An annoying thing about current chatbots is that even when they've plausibly solved a math problem, they often can't explain the solution (a proof explains truth of a proposition). Legible informal proofs are also more central to math than rigor or even correctness. Math is about understanding, occasionally you end up understanding something without yet being able to make it rigorous, and initial attempts at making it rigorous make it incorrect, but eventually it can be made correct in some other setting (that in principle might need to be invented first).

The ‘barely speak English’ part makes the solution worse in some ways but actually makes me give their claims to be doing something different more credence rather than less

I think people are overupdating on that. My impression is that gibberish like this is the default way RL makes models speak, and that they need to be separately fine-tuned to produce readable outputs. E. g., the DeepSeek-R1 paper repeatedly complained about "poor readability" with regards to DeepSeek-R1-Zero (their cold-start no-SFT training run).

Actually This Seems Like A Big Deal

If we take all of OpenAI’s statements at face value

Nitpick, but: I'm struck by how many times they mentioned the word "general". They seem to be trying to shoehorn it into every tweet. And it's weird. Like, of course it was done using a general system. That's, like, the default assumption? Whenever did OpenAI ship task-specific neurosymbolic systems, or whatever it is that would be the opposite of "general" here?

I guess maybe it makes sense if they're assuming that people would be primed by DeepMind to expect math-specific systems here? It still seems kind of excessive. I buy that they have a model that really did score that well on the IMO benchmark, but the more times they remind us how very general it is, the more I'm prompted to think that maybe it's not quite so general after all.

There's also the desperate rush with which they started talking about it: just after the closing ceremony, seemingly to adhere to the most bare-bones technically-correct interpretation of "don't steal the spotlight", and apparently without even having any blog post/official announcement prepared, and without having decided what they're willing to reveal about their technical setup.

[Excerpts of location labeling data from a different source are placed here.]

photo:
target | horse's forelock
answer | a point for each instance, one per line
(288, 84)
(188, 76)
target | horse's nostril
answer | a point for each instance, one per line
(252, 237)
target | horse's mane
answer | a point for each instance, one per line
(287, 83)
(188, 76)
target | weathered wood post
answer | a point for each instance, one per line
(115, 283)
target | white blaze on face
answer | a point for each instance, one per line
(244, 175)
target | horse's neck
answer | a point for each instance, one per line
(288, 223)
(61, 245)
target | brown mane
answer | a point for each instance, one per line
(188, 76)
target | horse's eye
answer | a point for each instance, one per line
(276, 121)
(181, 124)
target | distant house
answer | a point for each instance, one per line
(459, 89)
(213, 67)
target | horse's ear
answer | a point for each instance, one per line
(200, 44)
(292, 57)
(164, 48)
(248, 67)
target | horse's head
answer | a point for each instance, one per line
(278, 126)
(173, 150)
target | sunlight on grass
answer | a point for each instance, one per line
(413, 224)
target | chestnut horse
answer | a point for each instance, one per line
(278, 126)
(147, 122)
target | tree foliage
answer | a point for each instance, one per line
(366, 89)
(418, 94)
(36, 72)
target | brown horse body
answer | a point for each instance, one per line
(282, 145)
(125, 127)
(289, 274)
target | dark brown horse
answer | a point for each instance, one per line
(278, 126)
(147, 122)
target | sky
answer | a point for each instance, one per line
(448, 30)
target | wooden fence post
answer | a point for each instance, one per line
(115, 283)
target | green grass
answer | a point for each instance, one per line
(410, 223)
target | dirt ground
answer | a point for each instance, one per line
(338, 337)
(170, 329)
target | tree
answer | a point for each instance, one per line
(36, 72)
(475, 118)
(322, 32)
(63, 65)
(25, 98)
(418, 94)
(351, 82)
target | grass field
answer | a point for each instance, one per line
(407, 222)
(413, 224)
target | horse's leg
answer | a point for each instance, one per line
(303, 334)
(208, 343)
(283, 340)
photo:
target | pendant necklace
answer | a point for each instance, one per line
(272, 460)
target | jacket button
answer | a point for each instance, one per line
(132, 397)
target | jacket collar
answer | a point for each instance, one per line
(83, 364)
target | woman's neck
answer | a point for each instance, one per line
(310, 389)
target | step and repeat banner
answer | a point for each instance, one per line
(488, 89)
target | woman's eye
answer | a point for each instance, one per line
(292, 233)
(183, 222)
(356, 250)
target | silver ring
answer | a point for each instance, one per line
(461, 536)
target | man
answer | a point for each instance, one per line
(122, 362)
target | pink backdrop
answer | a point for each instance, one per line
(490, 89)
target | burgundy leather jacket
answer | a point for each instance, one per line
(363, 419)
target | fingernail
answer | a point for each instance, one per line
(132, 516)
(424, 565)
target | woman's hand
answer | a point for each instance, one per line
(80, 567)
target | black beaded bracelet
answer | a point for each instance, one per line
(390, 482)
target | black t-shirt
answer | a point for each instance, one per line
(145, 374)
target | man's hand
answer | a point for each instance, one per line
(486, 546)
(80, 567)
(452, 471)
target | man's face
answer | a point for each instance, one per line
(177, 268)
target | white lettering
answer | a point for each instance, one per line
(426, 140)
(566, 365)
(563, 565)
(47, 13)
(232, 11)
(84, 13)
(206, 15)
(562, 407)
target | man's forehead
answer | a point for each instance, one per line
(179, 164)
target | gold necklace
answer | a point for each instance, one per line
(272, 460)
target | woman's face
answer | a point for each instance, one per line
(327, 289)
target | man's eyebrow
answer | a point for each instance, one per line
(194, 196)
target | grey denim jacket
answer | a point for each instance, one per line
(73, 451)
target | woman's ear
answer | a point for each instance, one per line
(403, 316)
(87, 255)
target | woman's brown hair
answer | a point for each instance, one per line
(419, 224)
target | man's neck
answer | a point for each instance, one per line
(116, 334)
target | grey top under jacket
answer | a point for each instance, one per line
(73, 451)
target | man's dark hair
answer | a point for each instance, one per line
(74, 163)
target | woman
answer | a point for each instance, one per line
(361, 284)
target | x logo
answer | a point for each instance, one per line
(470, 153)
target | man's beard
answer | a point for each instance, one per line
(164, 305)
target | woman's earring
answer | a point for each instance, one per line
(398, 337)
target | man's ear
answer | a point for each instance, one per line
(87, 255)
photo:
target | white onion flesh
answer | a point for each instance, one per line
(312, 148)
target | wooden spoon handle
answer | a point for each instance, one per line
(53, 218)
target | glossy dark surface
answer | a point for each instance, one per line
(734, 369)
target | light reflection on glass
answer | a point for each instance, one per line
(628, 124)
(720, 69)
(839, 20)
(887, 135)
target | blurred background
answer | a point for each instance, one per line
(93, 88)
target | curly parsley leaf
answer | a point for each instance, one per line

I think it has all the telltale signs of being a heavily spun marketing op. There's truth at the core of it, yes, but I'm suspicious that all the "reading between the lines" that people are doing to spot the "big implications" here is precisely what the "marketing op" part of it was intended to cause. 

Given that P3 was unusually easy this year

Not only P3, apparently all problems except P6 were really easy this year. I don't think this is particularly load-bearing for anything, but seems like another worthwhile incremental update to make.

Also, it's funny that we laugh at xAI when they say stuff like "we anticipate Grok will uncover new physics and technology within 1-2 years", but when an OpenAI employee goes "I wouldn’t be surprised if by next year models will be deriving new theorems and contributing to original math research", that's somehow more credible. Insert the "know the work rules" meme here.

(FWIW, I consider both claims pretty unlikely but not laughably incredible.)

now a bunch of robots can do it. as someone who has a lot of their identity and their actual life built around “is good at math,” it’s a gut punch. it’s a kind of dying. [...] multiply that grief out by *every* mathematician, by every coder, maybe every knowledge worker, every artist… over the next few years… it’s a slightly bigger story

Have there been any rationalist writings on this topic? This cluster of social dynamics, this cluster of emotions? Dealing with human obsolescence, the end of human ability to contribute, probably the end of humans being able to teach each other things, probably the end of humans thinking of each other as "cool"? I've read Amputation of Destiny. Any others?